# New to the Game



## Todd Lawill (Jul 5, 2020)

Hey all! I’m new to pretty much everything tractor related and me and my father in law just purchased a 1957 international harvester 240 to run a bush hog on his new farm. Just curious what everyone would recommend as far as what gear and rpm to Bush hog at for best results. Not sure if rpm really makes a difference or not but thought I would ask for any advice. Thanks in advance!


----------



## Hoodoo Valley (Nov 14, 2006)

Welcome to the forum Todd! Opinions will vary and everyone here will sound off, but I like to run my equipment at about 2/3 full throttle because it's easier on the equipment especially if you hit s rock or stump. The blades are centrifugal force but I feel it's still easier on the entire drive train as well. In my opinion, I prefer to go slower, rather than faster. It's the same logic as running your truck down a horrible bumpy road. I tend to go slowly and preserve the vehicle while others would eat the heck out of the truck. You'll get a sense of the correct ground speed as you go, with respect to height of material and ground terrain...... Holes, rocks stumps and bumps.


----------



## Todd Lawill (Jul 5, 2020)

Thank you so much. This was very helpful.


----------



## Groo (Jan 17, 2020)

mowers like to be at full speed to cut good. I would set the throttle to run at near 540 in idle, then keep on upshifting till has to work to keep it there


----------



## Chris Hobart (Nov 16, 2020)

Not sure on the RPM speed but I’d check the year on the tractor, they made 240s from 58-62 I believe. Here’s mine:
View attachment 64579


----------



## TX MX5200 (May 12, 2020)

Not sure on that tractor but my 1953 Ford had pto markings on the rpm gauge to run the shredder. Of course my rpm gauge needle wasnt steady, but I had a good idea when i was in that range.

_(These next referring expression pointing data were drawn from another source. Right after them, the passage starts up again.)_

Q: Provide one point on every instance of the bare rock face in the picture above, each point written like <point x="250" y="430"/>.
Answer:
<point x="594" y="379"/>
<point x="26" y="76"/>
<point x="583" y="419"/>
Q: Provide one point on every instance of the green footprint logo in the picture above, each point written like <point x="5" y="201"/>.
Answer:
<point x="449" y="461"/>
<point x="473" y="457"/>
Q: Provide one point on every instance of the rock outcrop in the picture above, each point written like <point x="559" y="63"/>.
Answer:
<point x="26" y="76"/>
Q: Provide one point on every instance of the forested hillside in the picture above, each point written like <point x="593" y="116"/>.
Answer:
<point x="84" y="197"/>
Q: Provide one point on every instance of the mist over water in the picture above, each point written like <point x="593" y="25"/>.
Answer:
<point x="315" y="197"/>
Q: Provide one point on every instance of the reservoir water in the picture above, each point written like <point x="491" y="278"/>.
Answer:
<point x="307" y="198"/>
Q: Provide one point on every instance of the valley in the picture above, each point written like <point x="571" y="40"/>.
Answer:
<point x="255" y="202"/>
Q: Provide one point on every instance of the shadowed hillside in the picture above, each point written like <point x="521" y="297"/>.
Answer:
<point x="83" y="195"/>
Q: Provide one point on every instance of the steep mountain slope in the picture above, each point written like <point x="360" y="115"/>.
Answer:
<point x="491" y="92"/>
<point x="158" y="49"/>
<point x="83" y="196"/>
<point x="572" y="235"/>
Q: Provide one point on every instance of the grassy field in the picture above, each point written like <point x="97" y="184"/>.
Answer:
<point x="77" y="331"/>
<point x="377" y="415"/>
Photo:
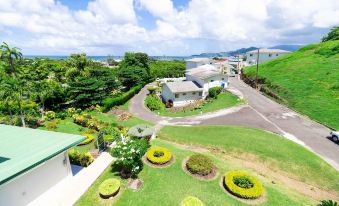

I would set throttle to achieve that rpm...540 pto...and would mornin 2nd gear and mine was a 4 speed. It would cut fine in 3rd, but the ride was too rough and front wheels would dig in on the turns.


----------



## Ed Williams (Jun 13, 2019)

I do the same. Set the throttle to get 540 rpm on the mower, then adjust the gearing for tyhe ground to be mowed. Depending on the field growth, it can be between first and third gear. Heavy brush is first gear. Routinely mowed fields is second gear. Just weed cleanup is third gear. This on my 4 speed 53 NAA. Have not really tried mowing much with the 8 speed 4000, but assume it will be in the L range on the tranny. When mowing a new field, I always walk the field to find any unseen obstructions such as sink holes (common here in central Ky), and any stumps or large rocks that could damage the mower. This has saved a lot of grief. Found a sink hole on a neighbors property that would completely swallow a tractor. Was not seen until you were right on top of it. Neighbor swore it was not there the last time it was mowed 3 years ago. Needless to say, but if you damage your equipment while helping a neighbor, do not expect any help with the cost of repairs. You are on your own. I once hit an old concrete county road marker 40 ft inside a fenced field wound up costing me $400 to repair the equipment damage, even with the stump jumper blades on the brush hog. Not to mention getting hit in the back of the head with pieces of concrete. That pretty well shot the $100 I was charging for the mowing job.


----------